Satellite imagery shows entire neighbourhoods have been washed away, and as much as a quarter of the city is thought been wiped off the map.
Derna’s hospitals have been overwhelmed by bodies, with reports of them lining the corridor and family members desperately searching faces for their loved ones.
Since the popular uprising that eventually overthrew and killed Gaddafi in 2011, oil-rich Libya has had little opportunity to invest in nation-building.
The country remains divided between a UN-brokered and internationally recognised administration in the capital Tripoli, and a separate entity ruling over the disaster-stricken east.

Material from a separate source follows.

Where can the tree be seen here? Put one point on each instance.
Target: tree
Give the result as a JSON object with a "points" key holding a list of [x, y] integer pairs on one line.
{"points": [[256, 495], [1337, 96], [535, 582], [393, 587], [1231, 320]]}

Derna, about 150 miles east of Benghazi on the coast was once where ISIS militants gained strength in Libya, before being driven out by the Libyan National Army.
Infrastructure investment has been lacklustre and building regulation minimal.
Towns in the fertile lands surrounding Derna have also been badly hit, with 50 reported dead in Bayda and farmland visibly destroyed in Marj. The cities of Soussa, Al-Marj and Misrata were also affected by Storm Daniel.
The UN Office for the Coordination of Humanitarian Affairs said emergency response teams had been mobilised to help on the ground, and aid has begun to arrive from the US, Germany, Iran, Italy, Qatar, Egypt and Turkey.
Tamer Ramadan, head of a delegation of the International Federation of the Red Cross and Red Crescent Societies, said the final death toll was likely to be “huge”.